We included the following statement: We emailed faculty at six universities in the Southeast United States and received a response from faculty at three of those universities.
- Limitations of the study should be acknowledged.
In the discussion section of the paper, we added a section that describes the limitations of the study.
Specific point:
- Method -> 2. Methodology
It is these variables - ?
Done!
Thank you!
Reviewer 3 Report
Some suggestions to improve the paper:
1. In the initial part it would be important to deepen the IP construct by making explicit its connections with the locus of control construct (Rotter, 1966; Lefcourt, 1991; ...) and attributive styles constructs.
2. It would be useful to explain more why it is important to study the impact of IP in the data science sector. And why it is important to analyze it in relation to the most marginalized social groups.

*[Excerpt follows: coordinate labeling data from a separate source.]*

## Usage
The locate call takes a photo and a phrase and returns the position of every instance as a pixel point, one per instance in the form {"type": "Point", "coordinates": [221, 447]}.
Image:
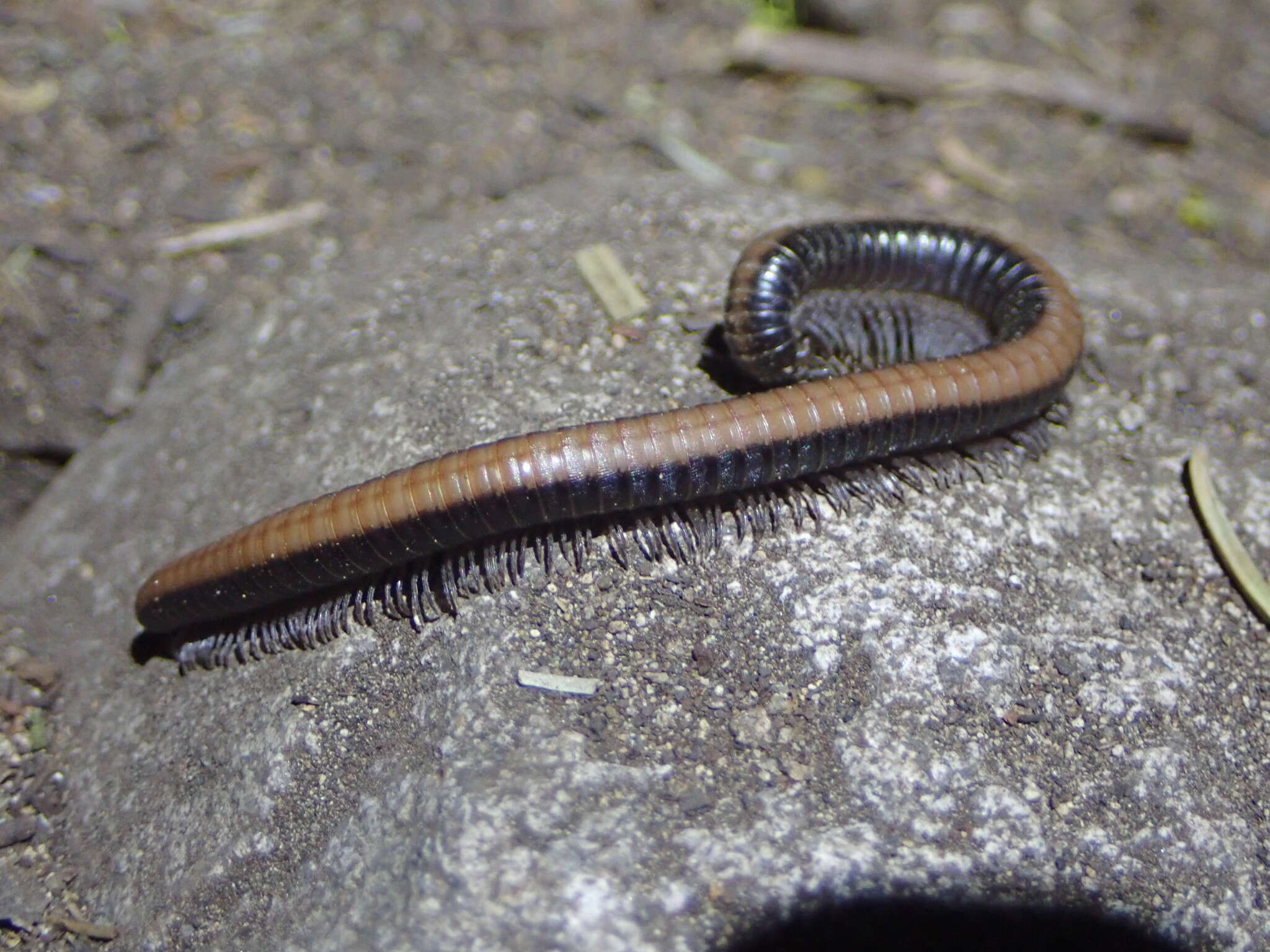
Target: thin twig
{"type": "Point", "coordinates": [610, 282]}
{"type": "Point", "coordinates": [144, 323]}
{"type": "Point", "coordinates": [1236, 559]}
{"type": "Point", "coordinates": [915, 74]}
{"type": "Point", "coordinates": [249, 229]}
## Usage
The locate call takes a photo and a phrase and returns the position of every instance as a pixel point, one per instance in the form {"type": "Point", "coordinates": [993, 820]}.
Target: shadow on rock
{"type": "Point", "coordinates": [931, 926]}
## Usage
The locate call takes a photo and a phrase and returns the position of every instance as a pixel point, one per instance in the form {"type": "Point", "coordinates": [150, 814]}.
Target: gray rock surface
{"type": "Point", "coordinates": [1041, 689]}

3. It is necessary to pay attention to the presentation of the study and recognize the limits of its external validity: it is a specific context (86 cases, 70% of students from three different Master's in Data Science programs from three different universities in the Southeast United States), which does not allow a generalization of data to all university contexts dedicated to the Data Science field
Author Response
Reviewer 3
Thank you for taking the time to review our manuscript and for your helpful feedback. Below, we explain how we addressed each of your suggestions in our revised manuscript.
- In the initial part it would be important to deepen the IP construct by making explicit its connections with the locus of control construct (Rotter, 1966; Lefcourt, 1991; ...) and attributive styles constructs.
We appreciate this! We include in the beginning of the paper that those with greater IP to hold an external locus of control and external attributions.
- It would be useful to explain more why it is important to study the impact of IP in the data science sector. And why it is important to analyze it in relation to the most marginalized social groups.
We thank you for this comment. We explain greater detail (in the literature review and present study sections) why it is important to study the impact of IP in data science. In addition, in the present study and limitations sections of the paper, we explain why it is important to evaluate IP in relation to the most marginalized groups.
- It is necessary to pay attention to the presentation of the study and recognize the limits of its external validity: it is a specific context (86 cases, 70% of students from three different Master's in Data Science programs from three different universities in the Southeast United States), which does not allow a generalization of data to all university contexts dedicated to the Data Science field.
Thank you for this suggestion. We have added a limitations paragraph to the paper in which we discuss the consequences of our small sample size on the generalizability of the results.